The Tamir Rice Investigatation Gets Even Less Credible

It turns out that the grand jury investigating the two officers who shot 12 year old Tamir Rice to death never even took a vote on whether to indict:

The grand jury that opted not to indict Cleveland police officers Timothy Loehmann and Frank Garmback in the shooting death of Tamir Rice never actually took a vote on the matter, according to the Cuyahoga County Prosecutor's Office.

What actually happened in the most significant grand jury hearing in county history isn't quite clear, and the mechanism by which the grand jury "declined to indict" — in Prosecutor Timothy McGinty's own words — is equally unclear.

At the conclusion of a typical grand jury hearing, there are two possible outcomes achieved via vote: a "true bill," which results in criminal charges and a case number in the court system, or a "no bill," which is a decision not to bring charges. A "no-bill notification" is signed and stamped and kept on record at the county clerk's office.

Though Cuyahoga County Prosecutor Timothy McGinty never explicitly said the grand jury voted not to indict — nor did he utter the phrase "no bill" — in his Dec. 28 press conference, he declared that that grand jury had declined to indict.

How, then, if not by voting?

After learning and confirming on Jan. 15 that there was no "no-bill notification" on file at the county clerk's office for the Tamir Rice grand jury proceedings, Scene formally requested the document officially showing the decision, however it was reached, and wherever said document might be. We were told that it didn't exist. Employees at both the clerk's and prosecutor's officers were unable to explain the lack of paperwork.

Tuesday, Scene spoke with Joe Frolik, the communications director for the Prosecutor's Office, who said no no-bill record exists because, "it's technically not a no-bill, because they didn't vote on charges."
He elaborated: “This was an investigative grand jury. This was kind of their role. Sometimes, a grand jury, after its investigation, will decide if there are no votes to be taken on charges.”
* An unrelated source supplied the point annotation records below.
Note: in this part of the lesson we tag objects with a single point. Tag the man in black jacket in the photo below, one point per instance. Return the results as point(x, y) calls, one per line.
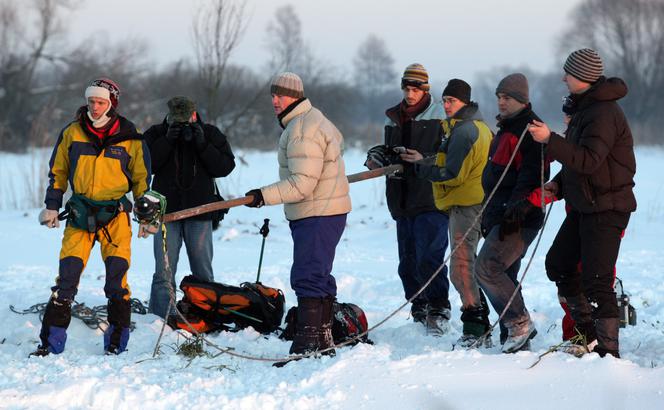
point(414, 128)
point(596, 180)
point(187, 156)
point(510, 221)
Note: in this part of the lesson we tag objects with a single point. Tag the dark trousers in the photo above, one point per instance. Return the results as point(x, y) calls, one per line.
point(315, 241)
point(197, 238)
point(593, 239)
point(422, 243)
point(497, 267)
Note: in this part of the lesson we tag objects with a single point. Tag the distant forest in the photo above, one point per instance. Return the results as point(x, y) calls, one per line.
point(42, 81)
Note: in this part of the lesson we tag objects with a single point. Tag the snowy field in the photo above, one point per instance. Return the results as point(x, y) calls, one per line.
point(405, 369)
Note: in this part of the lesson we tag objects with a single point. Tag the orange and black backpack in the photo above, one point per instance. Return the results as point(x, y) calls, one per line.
point(211, 306)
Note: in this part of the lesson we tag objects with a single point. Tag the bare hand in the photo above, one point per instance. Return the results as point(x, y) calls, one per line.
point(371, 165)
point(145, 230)
point(540, 131)
point(411, 155)
point(550, 189)
point(49, 218)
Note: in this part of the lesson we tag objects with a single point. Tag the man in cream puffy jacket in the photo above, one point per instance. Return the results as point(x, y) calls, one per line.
point(314, 190)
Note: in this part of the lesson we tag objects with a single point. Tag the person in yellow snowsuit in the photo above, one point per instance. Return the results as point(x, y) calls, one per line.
point(101, 156)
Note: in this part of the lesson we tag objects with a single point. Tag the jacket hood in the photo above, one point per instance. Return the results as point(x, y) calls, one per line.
point(608, 89)
point(471, 111)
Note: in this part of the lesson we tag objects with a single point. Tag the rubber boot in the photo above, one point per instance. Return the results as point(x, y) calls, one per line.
point(116, 335)
point(608, 330)
point(53, 334)
point(325, 339)
point(580, 310)
point(475, 324)
point(308, 329)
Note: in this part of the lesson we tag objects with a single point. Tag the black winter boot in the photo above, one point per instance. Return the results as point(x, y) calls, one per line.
point(475, 325)
point(309, 321)
point(116, 335)
point(53, 334)
point(325, 339)
point(581, 312)
point(308, 333)
point(418, 310)
point(608, 330)
point(438, 318)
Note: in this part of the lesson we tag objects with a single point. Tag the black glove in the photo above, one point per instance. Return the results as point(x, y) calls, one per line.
point(513, 218)
point(199, 136)
point(258, 201)
point(380, 155)
point(173, 132)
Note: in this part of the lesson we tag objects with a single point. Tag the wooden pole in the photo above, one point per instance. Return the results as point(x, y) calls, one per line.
point(231, 203)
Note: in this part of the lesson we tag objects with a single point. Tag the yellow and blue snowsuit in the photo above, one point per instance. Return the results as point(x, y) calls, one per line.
point(100, 169)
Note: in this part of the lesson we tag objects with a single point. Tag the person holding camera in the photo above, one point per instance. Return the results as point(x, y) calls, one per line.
point(456, 175)
point(414, 129)
point(314, 190)
point(101, 157)
point(187, 155)
point(597, 182)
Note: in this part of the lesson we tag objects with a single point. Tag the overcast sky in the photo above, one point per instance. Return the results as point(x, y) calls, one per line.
point(450, 38)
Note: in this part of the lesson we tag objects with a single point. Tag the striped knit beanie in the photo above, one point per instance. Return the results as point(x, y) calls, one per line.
point(516, 86)
point(104, 88)
point(584, 64)
point(287, 84)
point(415, 75)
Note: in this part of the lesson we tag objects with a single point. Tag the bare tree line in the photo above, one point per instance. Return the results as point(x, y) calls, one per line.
point(41, 77)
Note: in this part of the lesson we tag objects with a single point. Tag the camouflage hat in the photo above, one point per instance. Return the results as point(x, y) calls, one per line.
point(180, 109)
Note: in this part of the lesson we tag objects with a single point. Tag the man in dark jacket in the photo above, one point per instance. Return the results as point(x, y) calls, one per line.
point(413, 127)
point(456, 175)
point(187, 156)
point(510, 221)
point(596, 180)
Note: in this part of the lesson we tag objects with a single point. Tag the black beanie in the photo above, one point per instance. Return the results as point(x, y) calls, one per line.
point(458, 89)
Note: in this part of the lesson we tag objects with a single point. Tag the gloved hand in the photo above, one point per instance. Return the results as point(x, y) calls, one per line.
point(377, 157)
point(49, 218)
point(173, 132)
point(199, 136)
point(513, 217)
point(258, 201)
point(145, 230)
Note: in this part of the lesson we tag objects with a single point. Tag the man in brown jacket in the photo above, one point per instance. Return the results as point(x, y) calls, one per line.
point(596, 181)
point(314, 190)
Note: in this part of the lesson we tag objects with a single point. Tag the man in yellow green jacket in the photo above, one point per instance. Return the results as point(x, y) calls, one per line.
point(457, 189)
point(102, 157)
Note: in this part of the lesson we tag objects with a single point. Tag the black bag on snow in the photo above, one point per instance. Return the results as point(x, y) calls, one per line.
point(348, 321)
point(210, 306)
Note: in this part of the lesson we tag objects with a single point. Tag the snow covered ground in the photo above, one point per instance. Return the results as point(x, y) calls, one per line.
point(404, 369)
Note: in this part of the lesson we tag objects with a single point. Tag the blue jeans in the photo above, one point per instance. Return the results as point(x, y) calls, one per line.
point(422, 243)
point(315, 241)
point(497, 267)
point(197, 237)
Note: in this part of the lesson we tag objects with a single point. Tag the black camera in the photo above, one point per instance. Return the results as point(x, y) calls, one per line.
point(185, 131)
point(627, 312)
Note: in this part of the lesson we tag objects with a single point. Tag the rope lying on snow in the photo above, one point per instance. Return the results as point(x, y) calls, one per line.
point(95, 317)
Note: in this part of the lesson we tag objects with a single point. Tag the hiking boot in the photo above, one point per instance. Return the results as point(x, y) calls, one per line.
point(471, 341)
point(518, 338)
point(418, 310)
point(475, 325)
point(578, 349)
point(608, 331)
point(438, 321)
point(40, 352)
point(313, 331)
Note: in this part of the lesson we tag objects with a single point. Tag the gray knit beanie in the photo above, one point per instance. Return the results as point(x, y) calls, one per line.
point(516, 86)
point(584, 64)
point(287, 84)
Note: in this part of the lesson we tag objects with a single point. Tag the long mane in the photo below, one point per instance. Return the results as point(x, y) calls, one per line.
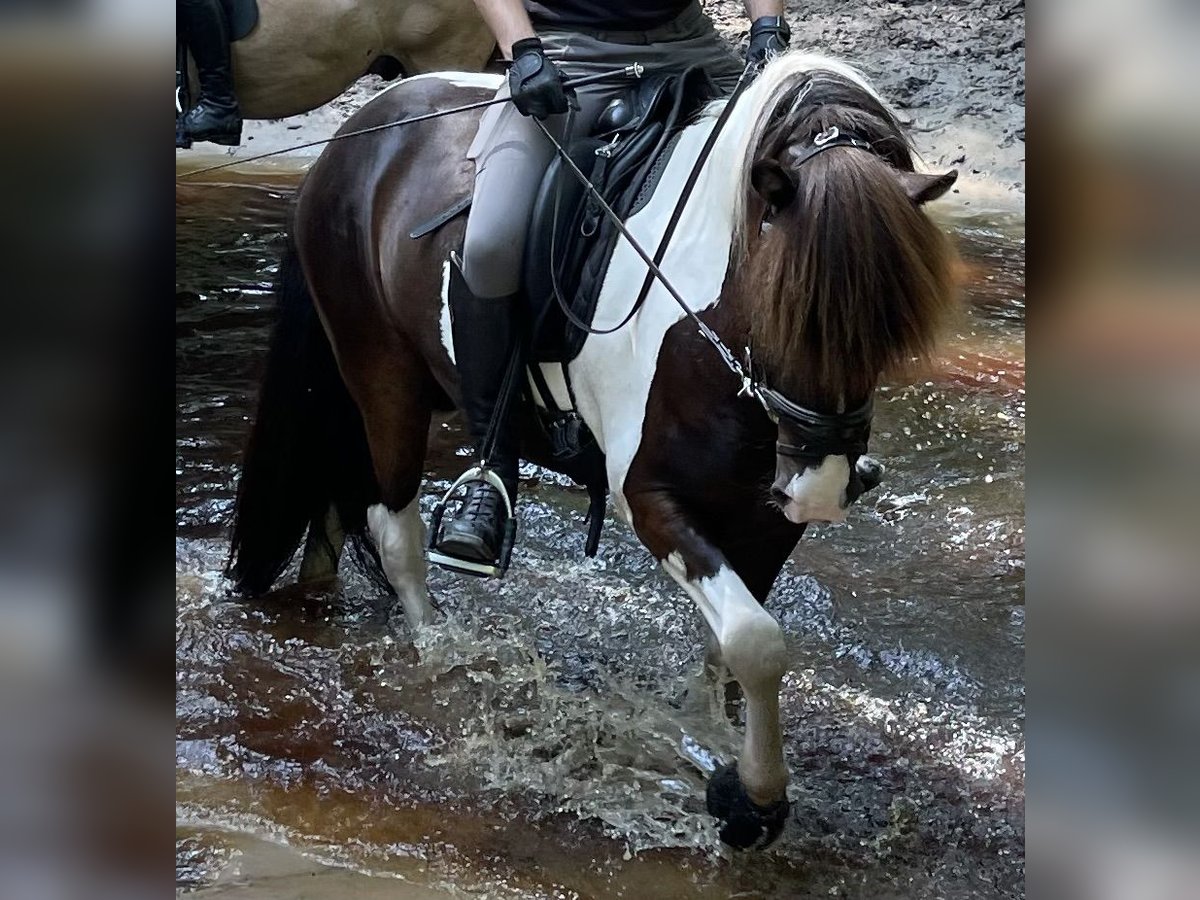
point(852, 281)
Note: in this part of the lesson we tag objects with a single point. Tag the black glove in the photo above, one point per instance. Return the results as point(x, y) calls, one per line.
point(768, 34)
point(535, 83)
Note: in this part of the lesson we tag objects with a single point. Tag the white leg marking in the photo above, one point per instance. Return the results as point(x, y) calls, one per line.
point(400, 538)
point(447, 333)
point(753, 647)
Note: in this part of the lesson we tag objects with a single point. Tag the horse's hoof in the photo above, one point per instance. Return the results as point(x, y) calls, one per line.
point(744, 822)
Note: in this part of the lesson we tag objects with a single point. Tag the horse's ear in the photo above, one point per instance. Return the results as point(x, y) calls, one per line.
point(773, 183)
point(923, 189)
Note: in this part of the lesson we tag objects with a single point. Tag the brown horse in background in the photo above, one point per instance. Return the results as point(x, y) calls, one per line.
point(804, 240)
point(304, 53)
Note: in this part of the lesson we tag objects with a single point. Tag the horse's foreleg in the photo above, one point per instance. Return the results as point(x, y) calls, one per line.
point(323, 547)
point(400, 538)
point(751, 796)
point(393, 395)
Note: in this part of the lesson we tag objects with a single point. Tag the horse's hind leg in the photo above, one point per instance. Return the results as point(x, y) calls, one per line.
point(394, 397)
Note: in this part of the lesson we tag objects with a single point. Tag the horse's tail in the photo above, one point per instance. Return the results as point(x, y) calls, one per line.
point(307, 451)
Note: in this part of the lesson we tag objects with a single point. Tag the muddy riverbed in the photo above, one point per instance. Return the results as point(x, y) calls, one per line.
point(547, 737)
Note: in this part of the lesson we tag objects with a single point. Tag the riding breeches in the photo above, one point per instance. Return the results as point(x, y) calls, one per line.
point(511, 154)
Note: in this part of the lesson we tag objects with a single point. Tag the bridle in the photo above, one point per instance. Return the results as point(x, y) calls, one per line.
point(820, 433)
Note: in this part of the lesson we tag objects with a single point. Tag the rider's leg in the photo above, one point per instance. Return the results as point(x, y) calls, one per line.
point(510, 156)
point(216, 117)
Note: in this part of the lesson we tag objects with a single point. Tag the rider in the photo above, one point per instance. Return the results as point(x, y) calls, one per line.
point(204, 27)
point(550, 41)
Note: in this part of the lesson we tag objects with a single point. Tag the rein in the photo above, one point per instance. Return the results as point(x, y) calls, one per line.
point(826, 433)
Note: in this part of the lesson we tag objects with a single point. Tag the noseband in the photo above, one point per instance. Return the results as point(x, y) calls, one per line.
point(821, 433)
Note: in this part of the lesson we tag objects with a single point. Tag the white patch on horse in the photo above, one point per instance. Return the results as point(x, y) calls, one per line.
point(819, 493)
point(751, 645)
point(553, 375)
point(447, 325)
point(400, 538)
point(612, 375)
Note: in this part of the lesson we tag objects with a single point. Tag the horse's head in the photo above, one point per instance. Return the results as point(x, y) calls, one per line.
point(844, 277)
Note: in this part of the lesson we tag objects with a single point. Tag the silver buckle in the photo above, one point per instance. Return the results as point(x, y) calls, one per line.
point(826, 136)
point(607, 150)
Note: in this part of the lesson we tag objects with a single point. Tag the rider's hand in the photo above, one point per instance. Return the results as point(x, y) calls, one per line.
point(768, 35)
point(535, 83)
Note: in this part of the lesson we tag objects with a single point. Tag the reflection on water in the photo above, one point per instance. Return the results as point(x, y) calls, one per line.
point(549, 737)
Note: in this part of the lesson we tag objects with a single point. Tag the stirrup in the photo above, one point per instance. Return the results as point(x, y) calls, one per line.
point(471, 567)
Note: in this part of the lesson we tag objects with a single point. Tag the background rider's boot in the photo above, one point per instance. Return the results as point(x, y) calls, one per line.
point(486, 336)
point(216, 117)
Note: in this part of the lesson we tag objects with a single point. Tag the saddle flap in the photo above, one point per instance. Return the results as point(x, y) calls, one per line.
point(570, 240)
point(634, 108)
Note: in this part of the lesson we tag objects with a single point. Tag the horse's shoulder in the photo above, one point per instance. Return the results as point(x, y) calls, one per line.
point(442, 89)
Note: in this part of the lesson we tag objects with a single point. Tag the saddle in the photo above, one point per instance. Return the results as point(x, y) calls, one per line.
point(570, 243)
point(570, 240)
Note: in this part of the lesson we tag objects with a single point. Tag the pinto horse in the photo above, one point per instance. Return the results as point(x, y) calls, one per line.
point(813, 252)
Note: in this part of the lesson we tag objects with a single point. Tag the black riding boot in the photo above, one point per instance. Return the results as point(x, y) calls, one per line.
point(216, 117)
point(486, 337)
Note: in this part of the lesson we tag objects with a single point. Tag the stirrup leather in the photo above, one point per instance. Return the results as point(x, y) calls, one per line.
point(471, 567)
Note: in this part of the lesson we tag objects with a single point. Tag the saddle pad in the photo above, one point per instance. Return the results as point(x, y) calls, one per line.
point(573, 249)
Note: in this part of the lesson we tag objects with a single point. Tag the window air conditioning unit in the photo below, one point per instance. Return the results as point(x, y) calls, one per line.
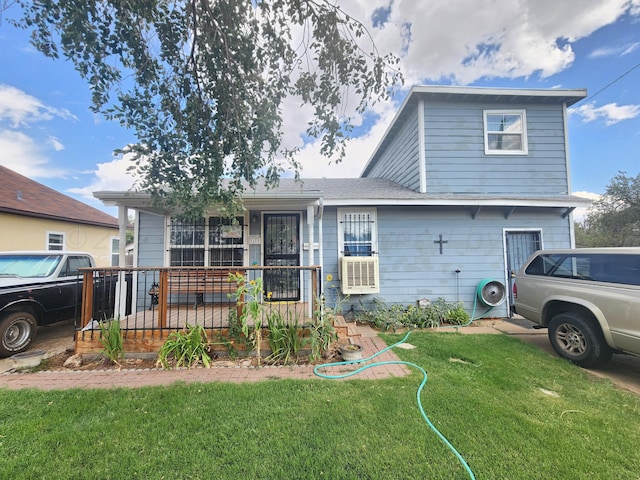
point(360, 275)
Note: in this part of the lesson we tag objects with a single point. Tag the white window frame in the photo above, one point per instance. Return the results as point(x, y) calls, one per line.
point(206, 246)
point(373, 215)
point(523, 132)
point(61, 245)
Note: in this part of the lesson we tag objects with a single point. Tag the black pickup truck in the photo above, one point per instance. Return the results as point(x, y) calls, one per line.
point(37, 288)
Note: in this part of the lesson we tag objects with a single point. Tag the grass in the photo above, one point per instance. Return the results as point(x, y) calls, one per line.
point(512, 411)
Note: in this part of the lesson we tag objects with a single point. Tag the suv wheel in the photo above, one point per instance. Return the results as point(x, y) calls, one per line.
point(578, 340)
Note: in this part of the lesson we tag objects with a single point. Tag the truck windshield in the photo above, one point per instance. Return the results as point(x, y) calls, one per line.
point(28, 265)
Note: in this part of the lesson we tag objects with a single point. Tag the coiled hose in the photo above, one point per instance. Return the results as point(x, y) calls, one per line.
point(317, 372)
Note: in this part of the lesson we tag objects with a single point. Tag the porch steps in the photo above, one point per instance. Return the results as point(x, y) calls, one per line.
point(344, 329)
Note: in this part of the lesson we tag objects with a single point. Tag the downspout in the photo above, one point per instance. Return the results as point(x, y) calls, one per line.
point(422, 155)
point(572, 233)
point(311, 242)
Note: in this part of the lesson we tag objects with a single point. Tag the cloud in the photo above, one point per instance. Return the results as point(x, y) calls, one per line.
point(111, 175)
point(23, 154)
point(463, 41)
point(611, 113)
point(20, 108)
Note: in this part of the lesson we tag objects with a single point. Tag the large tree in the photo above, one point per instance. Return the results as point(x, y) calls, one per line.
point(614, 220)
point(202, 83)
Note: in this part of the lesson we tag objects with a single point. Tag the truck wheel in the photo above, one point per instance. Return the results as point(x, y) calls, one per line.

But how that decision was reached and the location of any record of that decision remain publicly unaccounted for. The term “investigative grand jury” appears nowhere in McGinty’s public statements and reports on the proceedings.


………

As for a case that went before a grand jury but didn't result in a vote, [Law Professor Jonathan] Witmer-Rich said, "I'm not aware of an example...It could happen, I suppose, but I've never heard anyone talk about that."
Professor Lewis Katz, a criminal law expert at the Case Western Reserve University School of Law, noted that investigative grand juries are ordinarily held in secret. In his view, the Tamir Rice grand jury was not investigative.


………

Reached Tuesday, Subodh Chandra, the local attorney for the Rice family, said that the whole process has been "irregular.” He said he and his team had asked the county if the grand jury members were led through each possible charge for a vote or whether there was one overarching vote on all charges, but never received an answer. When informed no vote of any kind took place, Chandra said: "If it is true that the prosecutor didn't even call for an up or down vote on potential criminal charges, including aggravated murder, then it is truly the ultimate insult to the Rice family,” Chandra said, “that the prosecutor didn't even think it mattered to bring the grand jury proceedings to their proper conclusion."
Our system allows a lot of leeway for prosecutors to make decisions, so I don't think that there is any call here for a criminal investigation, but the good people of Cleveland need to put a permanent end to this guy's political career.